2002 Denver Annual Meeting (October 27-30, 2002)

Paper No. 8
Presentation Time: 9:45 AM


HOFFMEISTER, Alan P. and KOWALEWSKI, Michal, Dept. of Geological Sciences, Virginia Tech, Blacksburg, VA 24061, aph@vt.edu

Bulk samples, the key source of quantitative data in paleontology, are not sieved in a uniform way even for the same types of fossil materials, and there is no clear consensus among researchers regarding mesh size. Even when standard processing procedures have been published (e.g., for palynomorph recovery) there is variation in sieves used, depending on project goals. To test the effect of sieve size on quantitative data, we used a large dataset of Miocene mollusks from two adjacent bioprovinces (3870 specimens, 297 species), compiled from bulk samples and processed with fine sieves (<1mm mesh size). Using computer simulation the data were "sieved" at coarser levels, from 2mm to 10mm, at 1mm increments. Results show that taphonomic, paleoecological, and diversity patterns can all change dramatically, but not uniformly, as a function of sieve size: (1) drilling intensity increases with increasing sieve size, likely reflecting a concurrent decrease in the bivalve/gastropod ratio; (2) the proportion of right to left valves of bivalves remains relatively stable (~50:50 ratio) as mesh size increases; (3) the level of encrustation increases with coarser mesh sizes; and (4) the total taphonomic grade (a combination of many taphonomic characteristics) is highest at 5mm mesh size.

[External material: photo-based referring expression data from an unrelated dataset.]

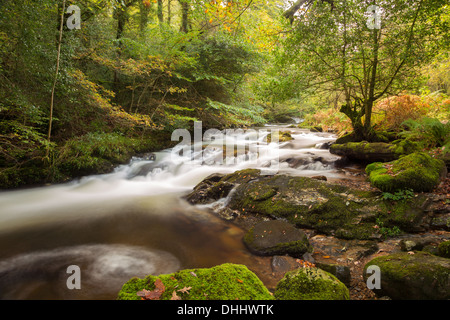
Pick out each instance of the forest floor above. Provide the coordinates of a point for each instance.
(358, 288)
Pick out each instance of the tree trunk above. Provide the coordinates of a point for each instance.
(61, 26)
(368, 105)
(169, 12)
(144, 8)
(160, 12)
(121, 15)
(184, 15)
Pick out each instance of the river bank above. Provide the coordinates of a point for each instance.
(136, 221)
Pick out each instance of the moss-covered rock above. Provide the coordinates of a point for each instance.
(310, 284)
(276, 237)
(382, 151)
(416, 276)
(223, 282)
(325, 207)
(417, 171)
(366, 151)
(444, 249)
(281, 136)
(218, 186)
(314, 204)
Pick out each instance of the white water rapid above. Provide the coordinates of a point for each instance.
(133, 221)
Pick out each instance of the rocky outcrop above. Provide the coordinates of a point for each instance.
(417, 171)
(223, 282)
(313, 204)
(412, 276)
(310, 283)
(276, 237)
(373, 151)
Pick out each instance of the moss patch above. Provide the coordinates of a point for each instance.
(417, 171)
(444, 249)
(224, 282)
(310, 284)
(414, 276)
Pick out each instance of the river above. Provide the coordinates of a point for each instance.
(134, 221)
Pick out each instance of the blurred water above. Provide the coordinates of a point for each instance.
(133, 221)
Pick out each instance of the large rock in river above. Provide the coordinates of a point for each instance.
(310, 284)
(314, 204)
(374, 151)
(417, 171)
(223, 282)
(412, 276)
(276, 237)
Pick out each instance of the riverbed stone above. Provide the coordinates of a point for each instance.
(308, 203)
(223, 282)
(417, 171)
(310, 283)
(340, 271)
(413, 275)
(276, 237)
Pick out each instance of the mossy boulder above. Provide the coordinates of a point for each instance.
(276, 237)
(313, 204)
(281, 136)
(310, 284)
(417, 171)
(328, 208)
(218, 186)
(412, 276)
(223, 282)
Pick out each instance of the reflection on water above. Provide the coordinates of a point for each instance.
(132, 222)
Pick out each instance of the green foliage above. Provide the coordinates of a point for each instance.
(223, 282)
(387, 231)
(417, 171)
(431, 132)
(398, 195)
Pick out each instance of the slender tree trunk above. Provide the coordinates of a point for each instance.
(144, 8)
(184, 15)
(121, 14)
(169, 12)
(55, 79)
(160, 12)
(368, 105)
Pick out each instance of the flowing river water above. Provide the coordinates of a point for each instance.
(134, 221)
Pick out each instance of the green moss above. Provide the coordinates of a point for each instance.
(224, 282)
(282, 136)
(417, 171)
(444, 249)
(310, 284)
(420, 275)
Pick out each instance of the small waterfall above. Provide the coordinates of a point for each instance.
(133, 220)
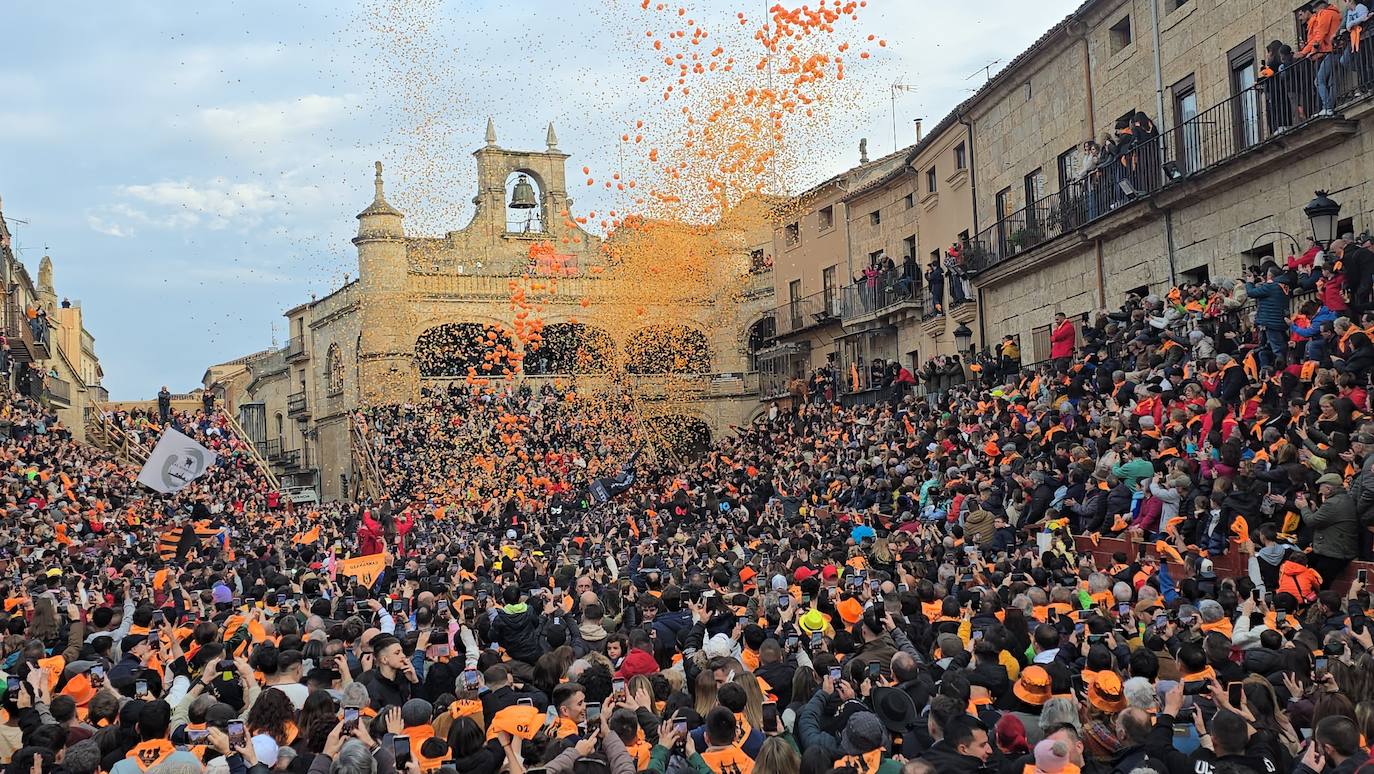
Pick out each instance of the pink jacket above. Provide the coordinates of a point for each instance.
(1061, 341)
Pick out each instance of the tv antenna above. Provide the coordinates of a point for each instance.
(897, 88)
(985, 70)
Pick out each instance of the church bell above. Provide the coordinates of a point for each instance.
(524, 194)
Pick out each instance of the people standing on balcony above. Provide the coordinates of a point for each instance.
(1270, 311)
(1061, 343)
(164, 404)
(908, 282)
(1145, 136)
(889, 274)
(955, 277)
(1277, 84)
(1009, 356)
(870, 285)
(877, 374)
(935, 288)
(1322, 24)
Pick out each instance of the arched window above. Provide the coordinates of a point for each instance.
(759, 333)
(667, 349)
(334, 370)
(522, 189)
(570, 348)
(452, 348)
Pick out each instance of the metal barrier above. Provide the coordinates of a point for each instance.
(889, 290)
(1273, 106)
(252, 448)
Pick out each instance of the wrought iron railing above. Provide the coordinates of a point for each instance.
(889, 290)
(800, 314)
(1274, 106)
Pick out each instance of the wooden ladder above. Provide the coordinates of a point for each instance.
(252, 447)
(367, 476)
(103, 433)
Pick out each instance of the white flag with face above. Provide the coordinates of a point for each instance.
(175, 462)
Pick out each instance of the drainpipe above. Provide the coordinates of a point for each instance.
(973, 175)
(1158, 68)
(1102, 290)
(1080, 30)
(1168, 245)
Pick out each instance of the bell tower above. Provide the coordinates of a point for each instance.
(521, 194)
(385, 370)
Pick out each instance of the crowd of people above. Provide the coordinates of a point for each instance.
(900, 586)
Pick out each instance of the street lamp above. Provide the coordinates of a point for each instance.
(1323, 213)
(962, 337)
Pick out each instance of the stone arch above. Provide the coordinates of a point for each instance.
(570, 348)
(454, 349)
(686, 435)
(760, 332)
(667, 349)
(532, 220)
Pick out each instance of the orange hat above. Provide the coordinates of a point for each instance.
(520, 721)
(1033, 685)
(54, 664)
(1241, 528)
(80, 689)
(1106, 693)
(851, 611)
(1167, 550)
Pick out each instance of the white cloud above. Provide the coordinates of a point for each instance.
(213, 205)
(28, 125)
(107, 227)
(245, 127)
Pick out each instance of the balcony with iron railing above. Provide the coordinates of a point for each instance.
(1282, 105)
(271, 450)
(888, 293)
(59, 391)
(296, 404)
(808, 312)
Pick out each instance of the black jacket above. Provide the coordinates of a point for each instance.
(386, 692)
(947, 760)
(518, 633)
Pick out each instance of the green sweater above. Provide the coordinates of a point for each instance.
(1134, 472)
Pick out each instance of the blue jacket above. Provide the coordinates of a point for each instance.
(1270, 303)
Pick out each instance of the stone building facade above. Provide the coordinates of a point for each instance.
(1246, 156)
(381, 337)
(59, 366)
(1222, 186)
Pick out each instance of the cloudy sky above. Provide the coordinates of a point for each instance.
(194, 168)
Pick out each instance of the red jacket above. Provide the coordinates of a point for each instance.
(1332, 294)
(370, 535)
(638, 663)
(1061, 341)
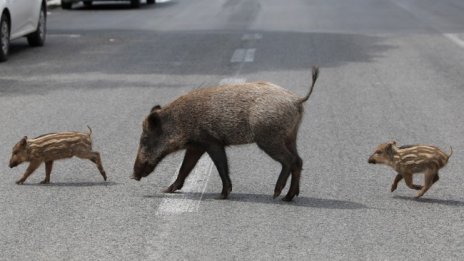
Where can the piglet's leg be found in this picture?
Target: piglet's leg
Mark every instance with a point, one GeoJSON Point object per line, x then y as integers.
{"type": "Point", "coordinates": [48, 170]}
{"type": "Point", "coordinates": [408, 180]}
{"type": "Point", "coordinates": [428, 182]}
{"type": "Point", "coordinates": [95, 158]}
{"type": "Point", "coordinates": [398, 178]}
{"type": "Point", "coordinates": [33, 165]}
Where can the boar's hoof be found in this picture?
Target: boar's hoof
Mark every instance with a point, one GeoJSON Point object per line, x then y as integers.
{"type": "Point", "coordinates": [225, 193]}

These patterns do not necessarily remain consistent when data are analyzed separately for the two bioprovinces. Drilling intensity increases continuously, from 15% at 2mm mesh to nearly 27% at 10mm mesh, in one bioprovince (Boreal), but in the adjacent bioprovince (Paratethys) there is a decrease in drilling intensity from 12% at 2mm mesh to 7% at 6mm, followed by a slight increase to 10% at 10mm. Moreover, analyses of diversity and evenness patterns show that three dramatically different conclusions are suggested by data for sieve size of 2mm, 5mm, and 10mm, respectively. Thus even if the same mesh size is used consistently to create different datasets, outcomes of comparative analyses may change notably depending on what that mesh size is. A literature compilation indicates that mesh size varies greatly (from <1mm to 30mm) across quantitative studies. Achieving a methodological consensus is unlikely, but corrective measures for making samples processed with different sieves more comparable are feasible in some cases.